Against its New Zealand counterpart, the U.S. currency was the weakest since the Asia-Pacific currency was freely traded 22 years ago, reaching 81.10 cents. Australia's dollar reached 88.63 U.S. cents, the highest since February 1989.
The U.S. dollar may extend this month's slide versus the euro to 2 percent before a National Association of Realtors report tomorrow that may show U.S. existing-home sales dropped last month to the lowest in four years.
Federal Reserve Chairman Ben S. Bernanke testified before Congress last week that there will be ``significant'' losses on loans to homeowners with poor credit.
Sales of U.S. existing homes probably slid to 5.87 million in June from 5.99 million the previous month, according to the median forecast of 70 economists surveyed by Bloomberg. The Commerce Department will report on July 26 that new home sales fell last month to 890,000, close to the lowest in almost seven years, according to a separate Bloomberg survey.

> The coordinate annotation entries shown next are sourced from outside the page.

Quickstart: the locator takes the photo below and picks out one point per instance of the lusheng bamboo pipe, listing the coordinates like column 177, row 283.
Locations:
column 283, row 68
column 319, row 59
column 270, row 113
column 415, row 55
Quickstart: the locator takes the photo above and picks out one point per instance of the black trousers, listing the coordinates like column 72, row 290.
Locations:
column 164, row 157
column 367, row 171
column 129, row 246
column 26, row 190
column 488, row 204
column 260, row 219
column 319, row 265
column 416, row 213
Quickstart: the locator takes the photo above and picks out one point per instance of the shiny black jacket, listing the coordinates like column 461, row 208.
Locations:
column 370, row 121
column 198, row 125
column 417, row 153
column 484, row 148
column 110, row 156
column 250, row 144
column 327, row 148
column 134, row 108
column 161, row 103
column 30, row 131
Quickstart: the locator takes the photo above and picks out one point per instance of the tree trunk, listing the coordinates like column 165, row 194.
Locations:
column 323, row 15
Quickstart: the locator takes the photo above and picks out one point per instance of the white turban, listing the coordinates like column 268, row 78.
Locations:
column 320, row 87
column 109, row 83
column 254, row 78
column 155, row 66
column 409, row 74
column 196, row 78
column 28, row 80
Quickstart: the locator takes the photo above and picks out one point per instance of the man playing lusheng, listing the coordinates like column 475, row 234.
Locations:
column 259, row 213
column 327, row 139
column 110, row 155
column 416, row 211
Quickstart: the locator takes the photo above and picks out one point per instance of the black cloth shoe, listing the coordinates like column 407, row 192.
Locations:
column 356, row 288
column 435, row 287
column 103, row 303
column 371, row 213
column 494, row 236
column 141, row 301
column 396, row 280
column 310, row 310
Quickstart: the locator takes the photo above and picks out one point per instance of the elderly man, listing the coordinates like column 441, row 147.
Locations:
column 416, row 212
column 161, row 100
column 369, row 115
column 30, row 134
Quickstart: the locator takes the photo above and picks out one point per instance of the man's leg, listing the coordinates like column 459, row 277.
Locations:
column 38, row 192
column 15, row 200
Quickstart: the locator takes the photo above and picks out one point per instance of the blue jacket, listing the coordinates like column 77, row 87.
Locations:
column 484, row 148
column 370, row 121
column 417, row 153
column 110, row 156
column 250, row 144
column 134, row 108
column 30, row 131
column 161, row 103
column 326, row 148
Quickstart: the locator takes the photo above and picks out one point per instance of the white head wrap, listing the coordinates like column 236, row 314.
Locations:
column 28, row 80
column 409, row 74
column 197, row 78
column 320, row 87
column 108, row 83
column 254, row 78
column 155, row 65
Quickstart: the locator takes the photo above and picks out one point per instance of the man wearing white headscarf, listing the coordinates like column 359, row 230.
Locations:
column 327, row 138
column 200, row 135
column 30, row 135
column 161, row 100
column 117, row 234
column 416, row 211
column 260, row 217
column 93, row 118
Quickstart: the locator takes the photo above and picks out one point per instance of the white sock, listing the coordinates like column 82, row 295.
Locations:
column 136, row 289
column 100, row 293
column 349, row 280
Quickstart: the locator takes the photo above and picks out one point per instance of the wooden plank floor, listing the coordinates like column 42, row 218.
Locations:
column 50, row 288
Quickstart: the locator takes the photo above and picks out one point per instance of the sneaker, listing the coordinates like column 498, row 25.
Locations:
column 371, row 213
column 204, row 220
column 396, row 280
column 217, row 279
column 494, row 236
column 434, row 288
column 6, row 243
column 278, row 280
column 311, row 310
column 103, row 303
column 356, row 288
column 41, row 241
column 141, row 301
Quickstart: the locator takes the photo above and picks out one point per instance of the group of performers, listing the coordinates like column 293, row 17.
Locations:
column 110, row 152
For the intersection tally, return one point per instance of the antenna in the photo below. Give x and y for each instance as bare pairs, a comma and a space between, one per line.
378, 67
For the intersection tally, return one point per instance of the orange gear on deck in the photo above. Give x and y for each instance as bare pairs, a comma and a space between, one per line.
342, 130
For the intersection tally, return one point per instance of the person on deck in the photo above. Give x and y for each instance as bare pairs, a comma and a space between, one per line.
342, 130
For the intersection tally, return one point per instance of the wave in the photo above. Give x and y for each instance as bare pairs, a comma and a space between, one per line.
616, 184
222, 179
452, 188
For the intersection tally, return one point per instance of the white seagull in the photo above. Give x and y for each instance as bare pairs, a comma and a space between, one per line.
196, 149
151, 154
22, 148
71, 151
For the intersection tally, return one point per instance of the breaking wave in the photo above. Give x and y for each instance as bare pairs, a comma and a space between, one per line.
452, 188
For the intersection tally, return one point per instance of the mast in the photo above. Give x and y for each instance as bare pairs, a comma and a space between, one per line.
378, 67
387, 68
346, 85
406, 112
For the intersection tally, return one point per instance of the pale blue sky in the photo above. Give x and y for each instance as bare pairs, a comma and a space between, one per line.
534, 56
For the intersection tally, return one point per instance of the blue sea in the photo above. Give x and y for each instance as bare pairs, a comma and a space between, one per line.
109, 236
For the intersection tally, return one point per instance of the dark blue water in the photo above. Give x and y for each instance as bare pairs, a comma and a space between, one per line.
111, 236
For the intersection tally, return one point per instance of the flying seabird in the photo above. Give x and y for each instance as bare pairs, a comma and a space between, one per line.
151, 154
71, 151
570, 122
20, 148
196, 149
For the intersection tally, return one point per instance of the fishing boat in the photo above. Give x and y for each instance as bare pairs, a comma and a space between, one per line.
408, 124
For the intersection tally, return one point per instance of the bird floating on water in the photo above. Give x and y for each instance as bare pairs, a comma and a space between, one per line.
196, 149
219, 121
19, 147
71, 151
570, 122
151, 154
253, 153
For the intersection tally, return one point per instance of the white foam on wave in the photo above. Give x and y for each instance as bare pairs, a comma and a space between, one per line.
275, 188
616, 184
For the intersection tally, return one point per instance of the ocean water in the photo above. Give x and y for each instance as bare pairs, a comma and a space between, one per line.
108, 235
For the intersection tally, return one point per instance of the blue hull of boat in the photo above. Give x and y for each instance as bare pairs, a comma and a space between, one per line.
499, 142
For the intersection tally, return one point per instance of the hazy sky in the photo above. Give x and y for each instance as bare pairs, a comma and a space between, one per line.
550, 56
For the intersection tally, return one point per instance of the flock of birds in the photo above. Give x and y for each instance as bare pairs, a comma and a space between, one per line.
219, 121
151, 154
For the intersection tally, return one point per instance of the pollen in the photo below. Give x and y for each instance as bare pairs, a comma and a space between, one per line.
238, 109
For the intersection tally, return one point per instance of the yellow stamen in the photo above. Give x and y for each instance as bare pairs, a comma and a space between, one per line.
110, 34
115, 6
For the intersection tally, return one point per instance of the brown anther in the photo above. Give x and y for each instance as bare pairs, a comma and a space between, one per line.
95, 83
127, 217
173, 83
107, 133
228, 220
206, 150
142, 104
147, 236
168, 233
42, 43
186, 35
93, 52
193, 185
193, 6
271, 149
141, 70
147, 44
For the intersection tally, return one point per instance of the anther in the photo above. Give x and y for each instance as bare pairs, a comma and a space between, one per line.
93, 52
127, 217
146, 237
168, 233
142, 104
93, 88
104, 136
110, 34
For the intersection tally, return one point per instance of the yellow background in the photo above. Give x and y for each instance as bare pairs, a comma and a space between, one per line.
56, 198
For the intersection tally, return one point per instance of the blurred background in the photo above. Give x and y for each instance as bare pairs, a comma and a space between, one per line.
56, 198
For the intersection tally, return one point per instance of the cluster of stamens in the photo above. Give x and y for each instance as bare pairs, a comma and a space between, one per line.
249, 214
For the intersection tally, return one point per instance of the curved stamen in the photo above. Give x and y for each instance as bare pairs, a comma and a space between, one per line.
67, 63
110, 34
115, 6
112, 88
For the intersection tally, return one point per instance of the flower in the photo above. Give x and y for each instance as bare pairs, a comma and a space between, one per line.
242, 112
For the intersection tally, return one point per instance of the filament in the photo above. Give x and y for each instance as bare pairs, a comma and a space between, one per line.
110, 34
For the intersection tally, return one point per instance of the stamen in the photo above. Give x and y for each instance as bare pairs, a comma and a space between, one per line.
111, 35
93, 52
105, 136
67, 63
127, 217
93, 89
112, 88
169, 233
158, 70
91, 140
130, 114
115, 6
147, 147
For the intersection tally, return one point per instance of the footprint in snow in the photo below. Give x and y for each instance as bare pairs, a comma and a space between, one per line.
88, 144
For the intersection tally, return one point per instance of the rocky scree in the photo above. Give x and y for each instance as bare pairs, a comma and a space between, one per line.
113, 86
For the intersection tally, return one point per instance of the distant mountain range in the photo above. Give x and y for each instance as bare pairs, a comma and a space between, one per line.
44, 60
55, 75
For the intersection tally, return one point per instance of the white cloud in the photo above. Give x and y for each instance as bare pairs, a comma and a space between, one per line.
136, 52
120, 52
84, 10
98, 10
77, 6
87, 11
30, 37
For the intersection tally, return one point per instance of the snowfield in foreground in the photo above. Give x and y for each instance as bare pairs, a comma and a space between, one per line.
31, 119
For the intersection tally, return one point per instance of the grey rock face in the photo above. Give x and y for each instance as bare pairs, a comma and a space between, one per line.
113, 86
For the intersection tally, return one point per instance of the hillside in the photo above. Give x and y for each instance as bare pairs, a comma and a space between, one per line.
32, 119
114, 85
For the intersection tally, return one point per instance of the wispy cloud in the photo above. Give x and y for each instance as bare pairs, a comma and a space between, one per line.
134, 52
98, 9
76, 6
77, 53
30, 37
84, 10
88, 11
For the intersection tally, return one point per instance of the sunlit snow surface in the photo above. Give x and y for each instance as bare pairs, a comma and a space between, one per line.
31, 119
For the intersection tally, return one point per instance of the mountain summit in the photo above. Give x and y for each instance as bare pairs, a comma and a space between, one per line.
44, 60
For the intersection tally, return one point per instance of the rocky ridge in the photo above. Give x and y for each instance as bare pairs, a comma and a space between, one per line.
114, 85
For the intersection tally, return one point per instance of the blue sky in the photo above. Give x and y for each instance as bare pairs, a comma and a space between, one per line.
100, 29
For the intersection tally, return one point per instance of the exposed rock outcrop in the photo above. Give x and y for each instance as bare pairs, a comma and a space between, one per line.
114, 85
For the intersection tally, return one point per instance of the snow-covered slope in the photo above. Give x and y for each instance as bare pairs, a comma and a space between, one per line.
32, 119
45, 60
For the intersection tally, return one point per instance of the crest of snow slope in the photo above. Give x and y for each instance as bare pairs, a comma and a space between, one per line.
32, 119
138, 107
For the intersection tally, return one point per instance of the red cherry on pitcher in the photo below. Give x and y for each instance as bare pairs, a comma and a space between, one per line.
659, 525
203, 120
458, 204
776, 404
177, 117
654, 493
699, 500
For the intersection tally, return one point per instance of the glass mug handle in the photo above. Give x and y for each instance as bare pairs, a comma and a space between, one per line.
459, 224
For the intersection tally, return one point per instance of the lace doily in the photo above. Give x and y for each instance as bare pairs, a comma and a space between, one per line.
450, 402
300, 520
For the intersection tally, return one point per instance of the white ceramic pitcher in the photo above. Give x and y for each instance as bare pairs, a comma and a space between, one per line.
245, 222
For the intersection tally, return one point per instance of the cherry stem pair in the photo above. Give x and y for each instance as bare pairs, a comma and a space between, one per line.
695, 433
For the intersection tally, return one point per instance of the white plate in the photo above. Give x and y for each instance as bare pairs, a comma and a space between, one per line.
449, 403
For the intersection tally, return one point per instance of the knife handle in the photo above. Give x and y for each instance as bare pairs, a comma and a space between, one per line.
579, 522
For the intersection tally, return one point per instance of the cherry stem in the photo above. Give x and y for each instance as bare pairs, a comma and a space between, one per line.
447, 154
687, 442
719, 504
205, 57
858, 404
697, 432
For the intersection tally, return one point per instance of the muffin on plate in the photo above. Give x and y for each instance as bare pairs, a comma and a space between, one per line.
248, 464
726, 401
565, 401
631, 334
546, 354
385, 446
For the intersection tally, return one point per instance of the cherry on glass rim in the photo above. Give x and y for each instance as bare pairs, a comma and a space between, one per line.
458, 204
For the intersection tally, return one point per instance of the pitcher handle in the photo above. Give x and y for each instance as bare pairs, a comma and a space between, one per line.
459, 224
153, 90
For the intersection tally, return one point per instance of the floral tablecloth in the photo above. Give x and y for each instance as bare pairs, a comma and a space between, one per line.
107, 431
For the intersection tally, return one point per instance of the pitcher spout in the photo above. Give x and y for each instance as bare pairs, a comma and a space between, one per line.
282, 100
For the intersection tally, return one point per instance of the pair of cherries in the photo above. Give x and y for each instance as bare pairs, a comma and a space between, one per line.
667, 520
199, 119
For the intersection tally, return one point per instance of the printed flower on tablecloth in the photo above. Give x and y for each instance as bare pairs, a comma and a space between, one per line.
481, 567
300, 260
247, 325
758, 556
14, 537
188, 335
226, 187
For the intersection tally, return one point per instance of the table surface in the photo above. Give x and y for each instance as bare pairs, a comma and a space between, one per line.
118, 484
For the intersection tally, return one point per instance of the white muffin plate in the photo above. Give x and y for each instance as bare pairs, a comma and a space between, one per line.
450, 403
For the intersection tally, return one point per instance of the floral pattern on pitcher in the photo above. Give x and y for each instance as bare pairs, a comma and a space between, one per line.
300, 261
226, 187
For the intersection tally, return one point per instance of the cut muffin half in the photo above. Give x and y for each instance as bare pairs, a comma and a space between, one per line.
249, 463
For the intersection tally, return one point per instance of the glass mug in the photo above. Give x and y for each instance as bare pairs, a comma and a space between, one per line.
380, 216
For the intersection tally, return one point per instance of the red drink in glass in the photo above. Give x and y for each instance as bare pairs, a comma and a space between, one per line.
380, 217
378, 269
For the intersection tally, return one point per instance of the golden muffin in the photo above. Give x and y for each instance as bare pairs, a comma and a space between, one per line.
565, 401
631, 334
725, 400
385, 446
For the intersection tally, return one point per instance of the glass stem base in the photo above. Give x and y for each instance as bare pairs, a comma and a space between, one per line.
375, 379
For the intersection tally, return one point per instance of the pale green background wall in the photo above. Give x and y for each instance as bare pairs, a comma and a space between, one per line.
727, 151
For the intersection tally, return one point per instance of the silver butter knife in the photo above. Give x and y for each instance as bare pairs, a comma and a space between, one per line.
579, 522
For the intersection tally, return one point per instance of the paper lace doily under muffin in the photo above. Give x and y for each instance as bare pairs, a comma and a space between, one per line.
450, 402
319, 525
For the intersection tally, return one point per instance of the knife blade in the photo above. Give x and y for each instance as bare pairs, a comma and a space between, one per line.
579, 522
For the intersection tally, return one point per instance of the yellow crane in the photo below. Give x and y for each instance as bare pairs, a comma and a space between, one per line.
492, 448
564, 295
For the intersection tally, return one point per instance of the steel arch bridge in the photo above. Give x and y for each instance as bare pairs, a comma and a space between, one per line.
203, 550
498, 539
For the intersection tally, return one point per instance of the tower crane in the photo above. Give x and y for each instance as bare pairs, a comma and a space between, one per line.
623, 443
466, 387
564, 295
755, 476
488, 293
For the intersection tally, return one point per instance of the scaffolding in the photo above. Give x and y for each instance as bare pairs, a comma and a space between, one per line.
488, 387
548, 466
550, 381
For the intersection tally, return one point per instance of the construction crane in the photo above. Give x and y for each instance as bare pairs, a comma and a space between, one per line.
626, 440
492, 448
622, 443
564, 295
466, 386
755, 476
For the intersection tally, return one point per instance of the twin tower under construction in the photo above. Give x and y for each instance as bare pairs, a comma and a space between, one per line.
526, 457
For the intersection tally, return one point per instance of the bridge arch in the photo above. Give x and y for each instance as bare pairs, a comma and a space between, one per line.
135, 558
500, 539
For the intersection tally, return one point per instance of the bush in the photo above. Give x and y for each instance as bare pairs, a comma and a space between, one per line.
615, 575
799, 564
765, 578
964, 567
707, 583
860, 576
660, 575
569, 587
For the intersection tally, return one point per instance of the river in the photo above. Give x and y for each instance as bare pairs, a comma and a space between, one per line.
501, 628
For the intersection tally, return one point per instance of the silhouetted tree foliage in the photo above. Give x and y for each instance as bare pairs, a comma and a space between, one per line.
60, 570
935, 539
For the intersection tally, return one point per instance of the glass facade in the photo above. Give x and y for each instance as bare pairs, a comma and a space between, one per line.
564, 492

The Fed's benchmark interest rate has been unchanged since policy makers lifted it to 5.25 percent in June 2006, while the Bank of England has raised rates five times since August to 5.75 percent. Federal funds futures showed the likelihood of a decrease in the target rate for overnight lending between banks in December rose to 26 percent from 22 percent a week earlier.
Gains in the euro were limited today after a report showed growth in Europe's manufacturing and service industries slowed more than economists expected in July.
Royal Bank of Scotland Group Plc's combined index, spanning industries from autos to banking and airlines, fell to 57.3 from 57.8 in June, Reuters Plc reported. Economists expected the composite index to slip to 57.6, according to a Bloomberg News survey. A reading above 50 indicates expansion.
Any advance in the euro may also stall around $1.3850 because of options that will lose money beyond that level, said Lee Wai Tuck, currency strategist at Forecast Singapore Ltd. Options give holders the right to buy or sell a currency at a set price on a fixed date.
Japan's key overnight lending rate of 0.50 percent is the lowest among major economies. The benchmark rate is 11.50 percent in Brazil, 8 percent in New Zealand and 6.25 percent in Australia. The yen has weakened the most this year versus Brazil's real. Against the yen, the Brazilian real dropped to 65.5127 from 65.8510.